The 3‐D structure of a zinc metallo‐beta‐lactamase from Bacillus cereus reveals a new type of protein fold.

The 3‐D structure of Bacillus cereus (569/H/9) beta‐lactamase (EC 3.5.2.6), which catalyses the hydrolysis of nearly all beta‐lactams, has been solved at 2.5 A resolution by the multiple isomorphous replacement method, with density modification and phase combination, from crystals of the native protein and of a specially designed mutant (T97C). The current model includes 212 of the 227 amino acid residues, the zinc ion and 10 water molecules.
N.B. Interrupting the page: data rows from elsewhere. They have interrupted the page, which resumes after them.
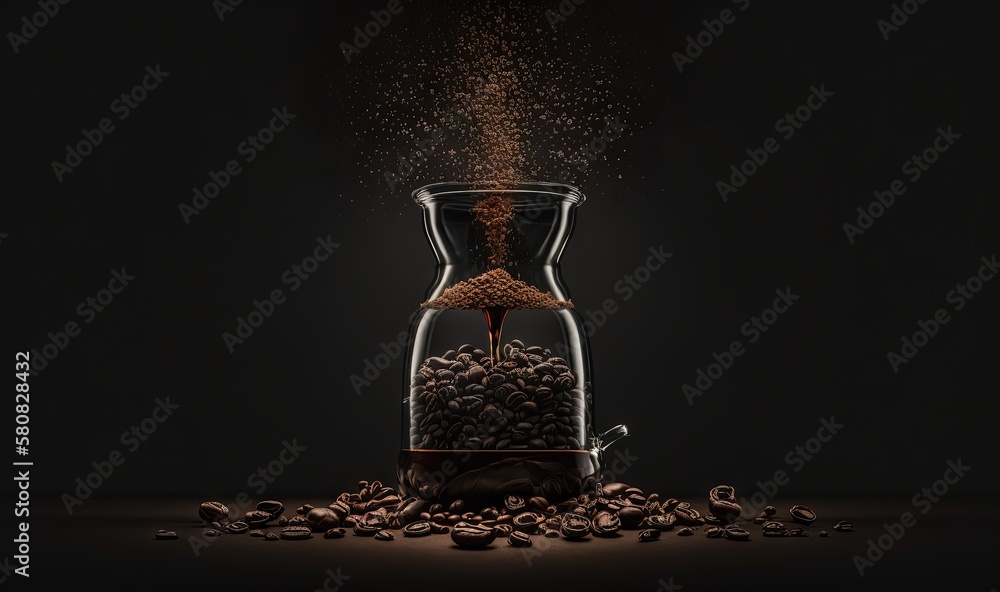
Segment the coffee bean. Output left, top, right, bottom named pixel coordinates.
left=503, top=495, right=525, bottom=514
left=403, top=520, right=431, bottom=537
left=281, top=525, right=312, bottom=541
left=725, top=524, right=750, bottom=541
left=789, top=505, right=816, bottom=526
left=559, top=513, right=590, bottom=539
left=639, top=528, right=660, bottom=543
left=646, top=512, right=677, bottom=530
left=833, top=520, right=854, bottom=532
left=451, top=524, right=497, bottom=549
left=507, top=532, right=531, bottom=547
left=244, top=510, right=271, bottom=527
left=590, top=510, right=621, bottom=537
left=618, top=506, right=646, bottom=528
left=306, top=508, right=340, bottom=532
left=225, top=520, right=250, bottom=534
left=257, top=500, right=285, bottom=522
left=198, top=502, right=229, bottom=524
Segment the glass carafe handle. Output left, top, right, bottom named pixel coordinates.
left=590, top=425, right=629, bottom=497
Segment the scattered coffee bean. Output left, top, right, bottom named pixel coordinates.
left=618, top=506, right=646, bottom=528
left=256, top=500, right=285, bottom=522
left=639, top=528, right=660, bottom=543
left=833, top=520, right=854, bottom=532
left=225, top=520, right=250, bottom=534
left=761, top=520, right=788, bottom=537
left=590, top=510, right=621, bottom=537
left=559, top=513, right=590, bottom=539
left=281, top=524, right=312, bottom=541
left=198, top=502, right=229, bottom=524
left=403, top=520, right=431, bottom=537
left=789, top=505, right=816, bottom=526
left=451, top=523, right=497, bottom=549
left=646, top=512, right=677, bottom=530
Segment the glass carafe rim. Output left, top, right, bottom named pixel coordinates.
left=413, top=181, right=587, bottom=206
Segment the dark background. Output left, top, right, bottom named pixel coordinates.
left=0, top=1, right=1000, bottom=513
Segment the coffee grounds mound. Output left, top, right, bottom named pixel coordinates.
left=420, top=269, right=573, bottom=310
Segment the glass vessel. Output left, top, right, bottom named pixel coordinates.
left=397, top=183, right=604, bottom=507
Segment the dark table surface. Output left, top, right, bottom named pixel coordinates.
left=15, top=496, right=1000, bottom=592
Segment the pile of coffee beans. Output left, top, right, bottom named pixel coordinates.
left=172, top=481, right=854, bottom=548
left=410, top=339, right=593, bottom=450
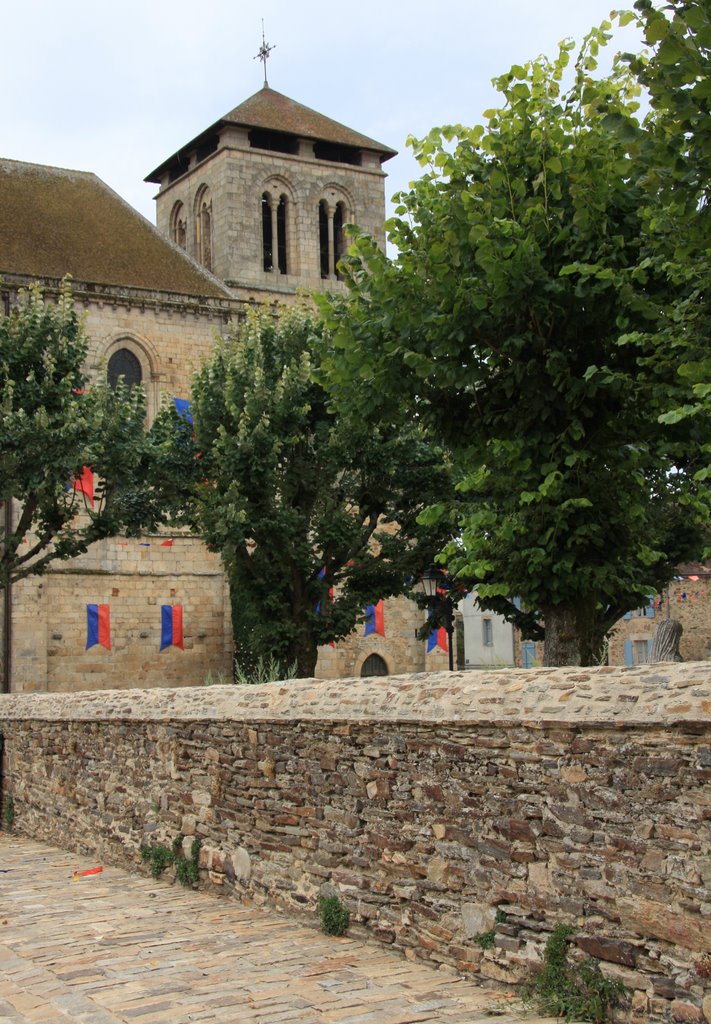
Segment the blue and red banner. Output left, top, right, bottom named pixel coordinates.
left=86, top=604, right=111, bottom=650
left=161, top=604, right=185, bottom=650
left=71, top=466, right=94, bottom=508
left=365, top=598, right=385, bottom=637
left=173, top=398, right=193, bottom=426
left=427, top=615, right=449, bottom=654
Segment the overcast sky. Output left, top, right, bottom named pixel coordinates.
left=0, top=0, right=637, bottom=221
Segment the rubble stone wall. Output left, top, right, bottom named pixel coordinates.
left=0, top=664, right=711, bottom=1022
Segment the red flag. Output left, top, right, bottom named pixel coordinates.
left=72, top=466, right=94, bottom=508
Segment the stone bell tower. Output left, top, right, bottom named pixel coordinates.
left=145, top=82, right=395, bottom=300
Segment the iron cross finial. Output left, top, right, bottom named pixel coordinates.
left=254, top=17, right=277, bottom=85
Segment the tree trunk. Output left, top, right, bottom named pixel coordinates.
left=543, top=598, right=600, bottom=668
left=650, top=618, right=683, bottom=662
left=289, top=633, right=319, bottom=679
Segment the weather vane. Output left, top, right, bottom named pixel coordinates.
left=254, top=17, right=277, bottom=85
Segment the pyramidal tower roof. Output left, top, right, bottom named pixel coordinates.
left=145, top=85, right=396, bottom=183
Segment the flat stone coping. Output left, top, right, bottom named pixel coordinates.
left=0, top=662, right=711, bottom=731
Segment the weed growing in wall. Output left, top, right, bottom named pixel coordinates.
left=140, top=836, right=203, bottom=889
left=319, top=896, right=350, bottom=935
left=2, top=797, right=14, bottom=831
left=521, top=925, right=625, bottom=1024
left=235, top=656, right=296, bottom=686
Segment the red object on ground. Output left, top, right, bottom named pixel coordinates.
left=72, top=864, right=103, bottom=879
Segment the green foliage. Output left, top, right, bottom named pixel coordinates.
left=0, top=282, right=170, bottom=588
left=140, top=843, right=175, bottom=879
left=319, top=896, right=350, bottom=935
left=235, top=656, right=296, bottom=686
left=175, top=836, right=203, bottom=889
left=157, top=309, right=449, bottom=681
left=322, top=25, right=711, bottom=664
left=521, top=925, right=625, bottom=1024
left=2, top=797, right=14, bottom=831
left=140, top=835, right=202, bottom=888
left=626, top=0, right=711, bottom=491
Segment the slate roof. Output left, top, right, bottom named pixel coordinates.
left=145, top=85, right=398, bottom=183
left=0, top=159, right=232, bottom=299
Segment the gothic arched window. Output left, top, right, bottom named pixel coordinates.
left=195, top=185, right=212, bottom=270
left=107, top=348, right=143, bottom=388
left=319, top=193, right=348, bottom=281
left=361, top=654, right=387, bottom=677
left=261, top=191, right=289, bottom=273
left=170, top=203, right=187, bottom=249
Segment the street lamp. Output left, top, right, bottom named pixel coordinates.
left=421, top=568, right=454, bottom=672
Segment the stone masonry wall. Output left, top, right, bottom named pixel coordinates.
left=0, top=664, right=711, bottom=1022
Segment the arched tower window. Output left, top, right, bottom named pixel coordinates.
left=261, top=191, right=289, bottom=273
left=319, top=194, right=348, bottom=281
left=319, top=199, right=331, bottom=278
left=361, top=654, right=387, bottom=677
left=195, top=185, right=212, bottom=270
left=107, top=348, right=143, bottom=388
left=333, top=203, right=345, bottom=281
left=170, top=203, right=187, bottom=249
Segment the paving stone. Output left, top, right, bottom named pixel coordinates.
left=0, top=837, right=551, bottom=1024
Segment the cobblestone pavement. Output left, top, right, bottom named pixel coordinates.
left=0, top=837, right=557, bottom=1024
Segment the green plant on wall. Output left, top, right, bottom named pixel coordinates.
left=521, top=925, right=625, bottom=1024
left=2, top=797, right=14, bottom=831
left=319, top=896, right=350, bottom=935
left=140, top=835, right=203, bottom=889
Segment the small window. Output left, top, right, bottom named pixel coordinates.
left=171, top=203, right=187, bottom=249
left=319, top=200, right=330, bottom=279
left=520, top=640, right=536, bottom=669
left=107, top=348, right=143, bottom=388
left=261, top=193, right=274, bottom=270
left=333, top=203, right=345, bottom=281
left=195, top=185, right=212, bottom=270
left=361, top=654, right=387, bottom=677
left=261, top=193, right=288, bottom=273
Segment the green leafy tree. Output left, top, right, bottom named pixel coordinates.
left=0, top=283, right=157, bottom=588
left=625, top=0, right=711, bottom=479
left=326, top=24, right=709, bottom=665
left=171, top=309, right=447, bottom=676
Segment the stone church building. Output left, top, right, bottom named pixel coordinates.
left=0, top=85, right=447, bottom=691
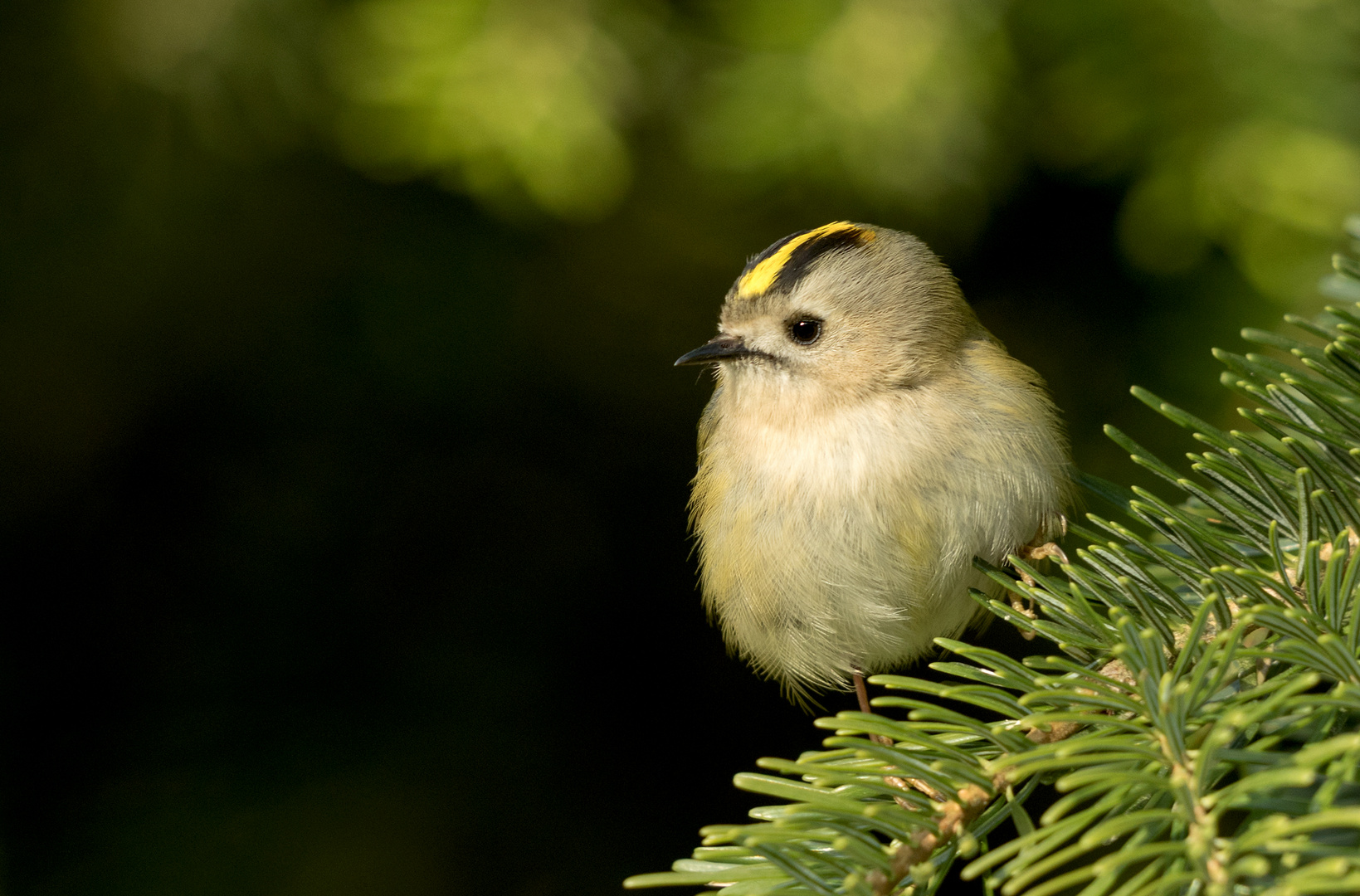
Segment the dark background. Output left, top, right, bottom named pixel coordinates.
left=0, top=0, right=1360, bottom=896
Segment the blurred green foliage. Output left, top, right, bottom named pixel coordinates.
left=7, top=0, right=1360, bottom=896
left=85, top=0, right=1360, bottom=306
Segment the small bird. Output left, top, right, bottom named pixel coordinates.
left=676, top=222, right=1072, bottom=706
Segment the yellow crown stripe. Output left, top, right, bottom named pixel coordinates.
left=737, top=220, right=860, bottom=299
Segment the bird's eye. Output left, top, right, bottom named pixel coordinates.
left=789, top=318, right=821, bottom=345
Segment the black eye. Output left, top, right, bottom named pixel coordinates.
left=789, top=318, right=821, bottom=345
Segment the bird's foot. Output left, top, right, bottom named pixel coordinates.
left=1011, top=533, right=1068, bottom=640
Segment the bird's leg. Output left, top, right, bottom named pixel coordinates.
left=850, top=669, right=873, bottom=713
left=1011, top=517, right=1068, bottom=640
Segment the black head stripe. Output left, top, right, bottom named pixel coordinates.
left=770, top=230, right=865, bottom=292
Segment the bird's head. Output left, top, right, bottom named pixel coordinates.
left=676, top=222, right=981, bottom=397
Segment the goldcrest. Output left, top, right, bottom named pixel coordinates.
left=676, top=222, right=1072, bottom=694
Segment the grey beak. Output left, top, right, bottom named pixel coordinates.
left=675, top=336, right=760, bottom=367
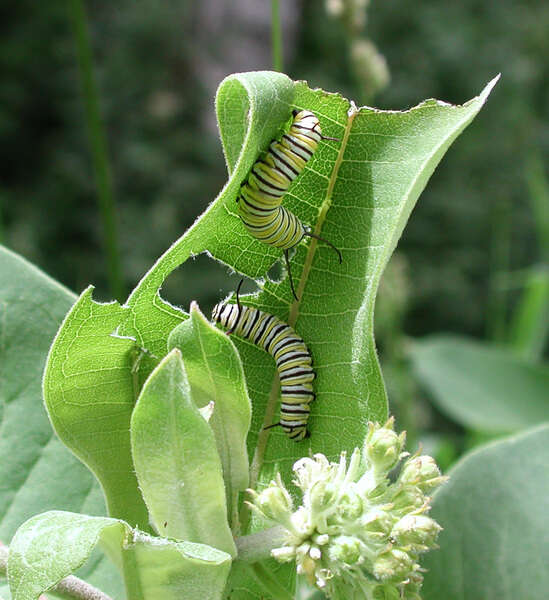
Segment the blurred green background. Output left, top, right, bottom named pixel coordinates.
left=0, top=0, right=549, bottom=463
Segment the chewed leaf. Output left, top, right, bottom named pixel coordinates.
left=41, top=72, right=495, bottom=580
left=8, top=511, right=231, bottom=600
left=168, top=304, right=251, bottom=525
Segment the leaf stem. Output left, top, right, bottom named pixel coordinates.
left=235, top=525, right=287, bottom=563
left=271, top=0, right=283, bottom=73
left=68, top=0, right=124, bottom=301
left=0, top=544, right=112, bottom=600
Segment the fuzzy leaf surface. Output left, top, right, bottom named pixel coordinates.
left=41, top=72, right=495, bottom=596
left=421, top=425, right=549, bottom=600
left=409, top=335, right=549, bottom=432
left=0, top=246, right=123, bottom=598
left=8, top=511, right=231, bottom=600
left=168, top=305, right=251, bottom=521
left=131, top=349, right=236, bottom=556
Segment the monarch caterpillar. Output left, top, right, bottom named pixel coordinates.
left=212, top=281, right=316, bottom=442
left=236, top=110, right=342, bottom=300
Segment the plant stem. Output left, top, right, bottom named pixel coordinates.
left=68, top=0, right=124, bottom=300
left=486, top=198, right=511, bottom=342
left=271, top=0, right=283, bottom=73
left=0, top=545, right=111, bottom=600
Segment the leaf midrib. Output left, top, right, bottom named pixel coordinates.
left=247, top=107, right=358, bottom=494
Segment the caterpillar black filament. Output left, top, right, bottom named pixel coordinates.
left=237, top=110, right=341, bottom=300
left=212, top=281, right=315, bottom=441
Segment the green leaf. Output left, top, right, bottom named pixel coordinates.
left=127, top=74, right=495, bottom=490
left=8, top=511, right=231, bottom=600
left=8, top=511, right=125, bottom=600
left=0, top=246, right=122, bottom=598
left=44, top=288, right=149, bottom=530
left=44, top=72, right=294, bottom=529
left=126, top=535, right=231, bottom=600
left=131, top=349, right=236, bottom=556
left=409, top=335, right=549, bottom=432
left=41, top=72, right=495, bottom=596
left=168, top=303, right=251, bottom=527
left=422, top=425, right=549, bottom=600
The protein is folded into a beta beta sandwich with helices on each external face. To our knowledge, this fold has never been observed. An approximate internal molecular symmetry is found, with a 2‐fold axis passing roughly through the zinc ion and suggesting a possible gene duplication. The active site is located at one edge of the beta beta sandwich and near the N‐terminal end of a helix. The zinc ion is coordinated by three histidine residues (86, 88 and 149) and a water molecule. A sequence comparison of the relevant metallo‐beta‐lactamases, based on this protein structure, highlights a few well‐conserved amino acid residues. The structure shows that most of these residues are in the active site. Among these, aspartic acid 90 and histidine 210 participate in a proposed catalytic mechanism for beta‐lactam hydrolysis.